Fóssil será analisado no Laboratório de Paleontologia

O transporte do fóssil até a capital Rio Branco tem sido um dos principais obstáculos enfrentados pela equipe. Por conta do tamanho e peso da peça, os pesquisadores aguardam o envio de um caminhão da Ufac para remover o material do acampamento montado na área de escavação.

O fóssil será levado ao Laboratório de Paleontologia da Ufac, onde passará por análises detalhadas.
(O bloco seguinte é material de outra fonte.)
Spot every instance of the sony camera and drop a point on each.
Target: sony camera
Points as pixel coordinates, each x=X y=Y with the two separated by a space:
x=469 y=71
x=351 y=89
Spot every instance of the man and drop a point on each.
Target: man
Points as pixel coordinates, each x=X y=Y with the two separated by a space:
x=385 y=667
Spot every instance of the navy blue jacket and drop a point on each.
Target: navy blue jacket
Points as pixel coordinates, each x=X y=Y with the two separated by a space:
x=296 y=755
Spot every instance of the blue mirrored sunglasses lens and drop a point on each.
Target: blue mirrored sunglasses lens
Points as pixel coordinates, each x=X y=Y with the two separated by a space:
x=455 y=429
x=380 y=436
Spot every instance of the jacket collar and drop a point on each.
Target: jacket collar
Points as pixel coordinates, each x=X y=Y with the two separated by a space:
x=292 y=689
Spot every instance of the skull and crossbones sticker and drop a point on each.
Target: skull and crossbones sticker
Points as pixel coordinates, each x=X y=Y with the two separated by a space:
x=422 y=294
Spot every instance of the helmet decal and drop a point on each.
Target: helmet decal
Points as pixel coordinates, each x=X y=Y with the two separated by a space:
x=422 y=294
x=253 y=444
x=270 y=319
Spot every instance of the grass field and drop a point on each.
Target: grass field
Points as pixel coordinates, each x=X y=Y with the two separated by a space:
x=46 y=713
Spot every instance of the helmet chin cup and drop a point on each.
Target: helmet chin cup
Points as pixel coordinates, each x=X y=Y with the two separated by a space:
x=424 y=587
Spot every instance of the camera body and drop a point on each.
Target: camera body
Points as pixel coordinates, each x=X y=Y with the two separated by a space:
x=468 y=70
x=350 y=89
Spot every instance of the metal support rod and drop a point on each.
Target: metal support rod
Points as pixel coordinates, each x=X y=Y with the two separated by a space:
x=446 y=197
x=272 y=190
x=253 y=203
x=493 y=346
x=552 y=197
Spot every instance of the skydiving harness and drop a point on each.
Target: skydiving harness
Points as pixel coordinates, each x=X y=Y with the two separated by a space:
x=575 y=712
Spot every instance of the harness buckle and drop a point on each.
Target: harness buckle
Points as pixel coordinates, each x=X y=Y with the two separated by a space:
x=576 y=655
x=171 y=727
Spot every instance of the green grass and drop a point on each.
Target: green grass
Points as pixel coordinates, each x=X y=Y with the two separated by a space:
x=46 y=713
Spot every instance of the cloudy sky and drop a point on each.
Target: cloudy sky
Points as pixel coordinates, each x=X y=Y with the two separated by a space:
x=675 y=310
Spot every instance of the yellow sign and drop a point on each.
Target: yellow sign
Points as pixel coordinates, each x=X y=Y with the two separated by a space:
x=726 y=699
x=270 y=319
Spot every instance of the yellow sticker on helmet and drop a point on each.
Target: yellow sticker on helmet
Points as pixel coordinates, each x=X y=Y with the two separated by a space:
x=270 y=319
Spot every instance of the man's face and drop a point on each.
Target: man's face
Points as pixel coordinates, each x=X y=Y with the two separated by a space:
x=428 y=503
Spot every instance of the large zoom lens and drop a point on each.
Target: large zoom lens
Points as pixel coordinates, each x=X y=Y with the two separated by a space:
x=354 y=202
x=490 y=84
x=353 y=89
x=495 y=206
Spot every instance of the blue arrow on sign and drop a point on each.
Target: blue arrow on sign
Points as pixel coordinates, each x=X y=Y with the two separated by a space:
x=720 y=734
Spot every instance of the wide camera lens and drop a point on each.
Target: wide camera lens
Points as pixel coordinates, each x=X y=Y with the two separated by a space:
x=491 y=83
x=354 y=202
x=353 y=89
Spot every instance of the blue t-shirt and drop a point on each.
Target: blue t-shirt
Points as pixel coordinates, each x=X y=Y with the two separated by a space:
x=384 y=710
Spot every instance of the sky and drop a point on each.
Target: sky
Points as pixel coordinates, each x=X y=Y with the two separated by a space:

A expectativa é que os estudos ajudem a ampliar o conhecimento sobre a fauna pré-histórica da Amazônia e sobre as condições ambientais da região no período Mioceno.

Projeto de mapeamento fossilífero

A descoberta faz parte do projeto “Novas fronteiras no registro fossilífero da Amazônia Sul-ocidental”, financiado pelo CNPq, Fapac e Fapesp.

A iniciativa reúne pesquisadores da Ufac, da Universidade de São Paulo (USP) em Ribeirão Preto e da Universidade Estadual de Campinas (Unicamp), com o objetivo de mapear fósseis em regiões remotas da floresta.

Até hoje, apenas uma carapaça completa da espécie havia sido encontrada, na Venezuela. A nova descoberta coloca o Brasil em evidência no cenário da paleontologia sul-americana e reforça o potencial científico da região amazônica.